Quick answer: What is harness engineering?

Harness engineering is the design of the runtime layer around the model: tool interfaces, context assembly and compaction, sandboxed command execution, policy enforcement, observability, and failure recovery. In coding agents, this is what turns model intelligence into reliable, secure, repeatable work. The model proposes actions; the harness constrains, executes, and verifies them.

Subscribe for weekly operator-grade AI systems analysis:
https://www.turingpost.com/subscribe

Key concepts in this interview:

  • Agent harness (agent loop): the runtime layer that prompts the model, executes tool calls, and returns results.

  • Tool calling: how the model uses shell, web, and computer-use tools to take actions.

  • Security vs safety: harness security restricts what can run; model safety decides what should run.

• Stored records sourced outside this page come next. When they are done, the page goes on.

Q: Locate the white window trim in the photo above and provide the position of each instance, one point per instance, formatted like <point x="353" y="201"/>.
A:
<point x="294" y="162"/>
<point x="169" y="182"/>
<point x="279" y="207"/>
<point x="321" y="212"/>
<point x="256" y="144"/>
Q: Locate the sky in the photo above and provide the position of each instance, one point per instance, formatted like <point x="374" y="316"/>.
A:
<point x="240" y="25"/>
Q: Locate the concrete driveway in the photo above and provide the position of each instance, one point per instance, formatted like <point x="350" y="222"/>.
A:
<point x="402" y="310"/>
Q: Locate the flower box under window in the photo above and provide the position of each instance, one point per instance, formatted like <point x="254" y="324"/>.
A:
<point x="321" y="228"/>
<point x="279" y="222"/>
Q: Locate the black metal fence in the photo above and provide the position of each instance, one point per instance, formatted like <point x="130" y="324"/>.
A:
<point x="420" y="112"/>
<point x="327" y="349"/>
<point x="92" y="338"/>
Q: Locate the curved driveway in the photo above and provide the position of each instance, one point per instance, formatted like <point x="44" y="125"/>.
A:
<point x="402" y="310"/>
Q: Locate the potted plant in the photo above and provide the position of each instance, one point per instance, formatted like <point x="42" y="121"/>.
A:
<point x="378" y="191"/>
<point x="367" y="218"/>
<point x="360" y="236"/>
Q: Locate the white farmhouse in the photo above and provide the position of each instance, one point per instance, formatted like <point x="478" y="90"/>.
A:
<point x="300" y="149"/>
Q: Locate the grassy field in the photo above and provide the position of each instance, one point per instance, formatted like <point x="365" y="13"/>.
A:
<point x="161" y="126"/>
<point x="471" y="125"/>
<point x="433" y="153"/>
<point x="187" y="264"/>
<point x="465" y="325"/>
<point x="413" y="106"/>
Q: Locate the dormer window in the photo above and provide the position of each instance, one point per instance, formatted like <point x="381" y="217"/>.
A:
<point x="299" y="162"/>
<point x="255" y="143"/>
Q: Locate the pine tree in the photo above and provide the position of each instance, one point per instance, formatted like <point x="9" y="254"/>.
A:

  • Sandboxing: OS-level isolation and policy enforcement to protect user machines.

  • Model vs harness: model quality dominates outcomes, but harness reliability and sandboxing remain critical.

  • Agent-first workflow: AGENTS.md, better repo structure, and explicit conventions improve agent performance.

  • Mission control UX: managing multiple parallel agent threads as a new developer interface..

Quick note: I’m in San Jose for NVIDIA GTC, and it’s absolutely huge this year. I’ve heard more than 30,000 people are expected, and tickets have already sold out. The good news is that you can still register online and watch the sessions remotely for free. There are more than 1,000 of them, so yes, you’ll have to choose.

The keynote is a must-watch, and there are plenty of sessions you really can’t miss:

And if you’re around, send me a note and let’s meet in person.

Now to our super interesting interview.

β€œGood developers are always looking to optimize their inner loop, but this is a new inner loop that everyone is still figuring out.”

I like this line from Michael Bolin, lead for open-source Codex at OpenAI. It captures a shift that is easy to miss if you only look at benchmarks and model releases. Before OpenAI, Bolin spent years building developer tools and infrastructure across Google and Meta, including work associated publicly with projects like Buck, Nuclide, and DotSlash, so he comes to this moment with a long view on how developer workflows actually change.

The popular narrative around AI coding tools is this: the model writes the code. But when you talk to the people building and using these systems every day, the story becomes more nuanced. The bottleneck is no longer just model capability. Increasingly, it is the environment around the model – the tools it can call, the constraints it operates under, the structure of the repository it navigates, and the feedback loops that let it improve. That emerging layer is often called harness engineering.

In our conversation, Michael walks through how this shift is playing out inside Codex: what the harness actually does, how coding agents are changing developer workflows, why repositories suddenly need to be more legible, and where the balance between model capability and harness design might ultimately land.

We also move to a more personal question that many developers are asking themselves: what does it mean to be a programmer when you are no longer typing most of the code? Bolin has spent two decades writing software, yet he describes this transition not as a loss but as a shift toward shaping systems and artifacts at a higher level – with agents accelerating experimentation, prototypes becoming cheaper, and engineering taste becoming more important than raw typing speed.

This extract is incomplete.